ショートショート②ぬるくなったアイスコーヒー(2020/07/18)
仕事帰りに喫茶店に行って、ぬるくなってゆくアイスコーヒーをだらだらと飲む。実はその時間が至福だったりする。
なんというか、コップにくっついている結露を見ていると、拭き取られるだけの存在と心を通わせられる気がしてくる。いや、もはや拭き取られさえされず、洗われるかもしれない。
でもそれならこの結露は、なんのために生まれてきたんだろう。冷えたアイスコーヒーが常温の場所にいる代償として涙を流しているのだろうか。
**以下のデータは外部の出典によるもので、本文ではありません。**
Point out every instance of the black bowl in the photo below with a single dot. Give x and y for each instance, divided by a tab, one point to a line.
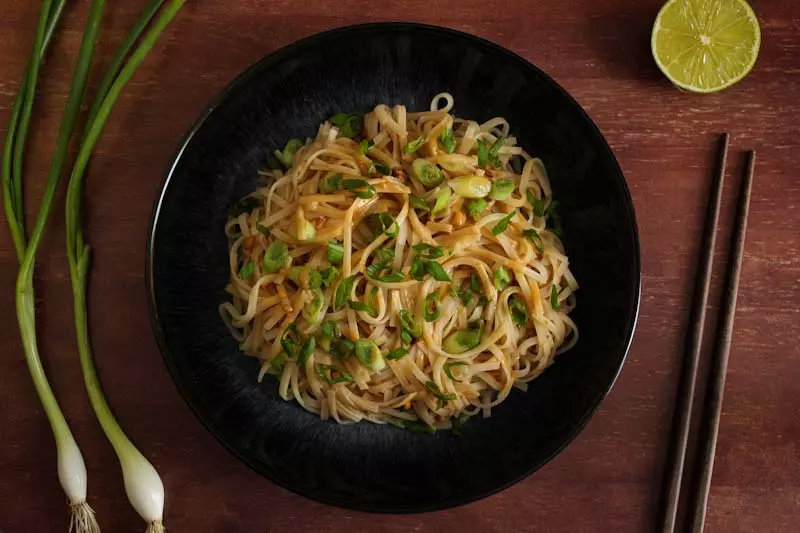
287	94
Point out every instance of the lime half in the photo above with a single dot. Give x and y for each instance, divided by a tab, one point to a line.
705	45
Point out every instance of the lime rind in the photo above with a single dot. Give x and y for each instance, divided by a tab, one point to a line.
687	28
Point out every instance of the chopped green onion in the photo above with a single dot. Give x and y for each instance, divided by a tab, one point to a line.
502	225
341	348
501	189
448	140
554	298
335	253
289	340
370	355
428	251
343	292
502	278
275	257
442	199
431	309
414	145
418	270
306	350
536	205
359	187
437	272
476	207
365	146
519	313
470	186
418	426
463	340
289	150
418	203
397	354
349	124
448	368
535	239
328	276
247	270
278	362
494	153
361	306
483	154
410	325
330	183
388	224
428	174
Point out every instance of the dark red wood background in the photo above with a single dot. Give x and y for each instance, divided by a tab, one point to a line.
609	479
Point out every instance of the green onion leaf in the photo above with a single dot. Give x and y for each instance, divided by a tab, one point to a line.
428	174
397	354
442	199
437	272
335	253
535	239
502	225
388	224
289	150
330	183
415	145
476	207
519	313
343	292
483	154
370	355
247	270
501	189
275	257
448	368
554	298
428	251
349	124
502	278
431	309
359	187
448	140
361	306
365	146
306	350
418	203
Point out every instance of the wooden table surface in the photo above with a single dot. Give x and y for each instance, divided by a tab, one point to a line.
609	479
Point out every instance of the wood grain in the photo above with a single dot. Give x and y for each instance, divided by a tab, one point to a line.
609	479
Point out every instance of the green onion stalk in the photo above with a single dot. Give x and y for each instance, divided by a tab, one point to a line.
71	467
142	483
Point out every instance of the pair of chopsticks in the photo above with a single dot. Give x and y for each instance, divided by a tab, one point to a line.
719	366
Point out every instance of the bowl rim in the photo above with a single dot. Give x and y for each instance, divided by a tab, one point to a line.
243	78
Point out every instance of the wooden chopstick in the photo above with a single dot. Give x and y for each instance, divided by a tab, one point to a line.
713	405
694	341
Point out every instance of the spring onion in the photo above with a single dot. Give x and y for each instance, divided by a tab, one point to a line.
470	186
369	354
397	354
501	189
414	145
501	278
275	257
502	225
431	311
428	174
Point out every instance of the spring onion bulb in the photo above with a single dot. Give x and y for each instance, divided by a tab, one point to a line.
142	483
71	467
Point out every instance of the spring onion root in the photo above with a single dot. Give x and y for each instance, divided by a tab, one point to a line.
142	483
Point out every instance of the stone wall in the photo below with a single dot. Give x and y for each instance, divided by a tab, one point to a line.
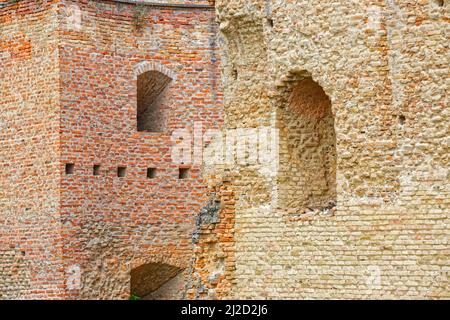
384	67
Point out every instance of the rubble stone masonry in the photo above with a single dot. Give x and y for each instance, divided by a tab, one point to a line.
355	205
359	205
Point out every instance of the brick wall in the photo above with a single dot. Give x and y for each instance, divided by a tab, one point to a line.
30	246
87	200
112	224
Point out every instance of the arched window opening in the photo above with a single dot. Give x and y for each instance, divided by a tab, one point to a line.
151	102
157	281
308	153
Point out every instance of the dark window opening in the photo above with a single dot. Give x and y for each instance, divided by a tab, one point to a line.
308	170
183	173
70	168
151	173
96	170
151	101
121	172
157	281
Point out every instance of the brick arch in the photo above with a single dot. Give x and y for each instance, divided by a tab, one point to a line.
146	66
157	276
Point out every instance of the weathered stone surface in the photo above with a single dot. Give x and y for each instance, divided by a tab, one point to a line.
385	230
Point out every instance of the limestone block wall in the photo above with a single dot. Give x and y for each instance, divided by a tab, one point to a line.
384	67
そんなことを考えると口に含んだアイスコーヒーの苦味が増す。
すでに口に含んだアイスコーヒーはこんなにも苦く感じるのに、これから飲むであろうアイスコーヒーは溶けた氷と混ざって、どんどん薄くなっていく。なんだかその反比例がとても怖い出来事のように思えて、使っていなかったガムシロップを全部入れた。
自分にもまだ、苦いものを甘くできる力が残っているんだなと思うと、氷とガムシロップで薄まったアイスコーヒーはぬるくて甘ったるくて、安心する。
本当は24,25歳くらいになったら喫茶店じゃなく、行きつけのバーで時間を忘れるのが夢だった。夢だった、と過去形にしてみたけれどまだ私は24歳になっていないし、実現可能であるかもしれないが、別に夢であるけれど叶わなくていいのだ。ただ自己陶酔して、夢と現実が乖離している方がいい。まだ自分がこの世に思い残すことがたくさんあることで、明日が輪郭を帯びるから。
それに、バー以外にもやりたいことはたくさんある。それらを紙に羅列して、もう一度安心する。スウェーデンに行く。ウズベキスタンに行く。カフェでバイトする。中村さんと友だちになる。占い師になる。友だちのバンドの歌詞を書く。文章上手くなる。
うん。大丈夫、私にはやるべきことがたくさんある。
だけど本当は、世の中に「やらなきゃいけない」「やるべき」ことも一つもない。それを分かった上で言葉に消費期限を付けて自分を縛ってなんとか生きてるんだ。今日もこんなにやることがあって、明日もやることがあって、そんな恵まれた環境にいればいつ退場しても絶対的自己満足の中に埋もれられる。そうやって時間に追われてる。
そうして時間をやり過ごしたと思ったら、今度はやることに追われすぎて身体と心が悲鳴を上げる。その繰り返しの毎日。だから自分の人生から他者の人生に逃げ込む。そうして言葉と時間から解放されてやっと顔をあげることができる。
でも今日は、私の現実逃避の手助けをしてくれる本が次のページで教えてくれたのは主人公の死だった。
悲しくてやるせなくて、彼を死なせてしまう世界を憎んだ。でも彼が死んてしまって価値が減った世界だからこそ生きていけると思った。
少しして視線を戻すとアイスコーヒーは涙でぐしゃぐしゃになっていた。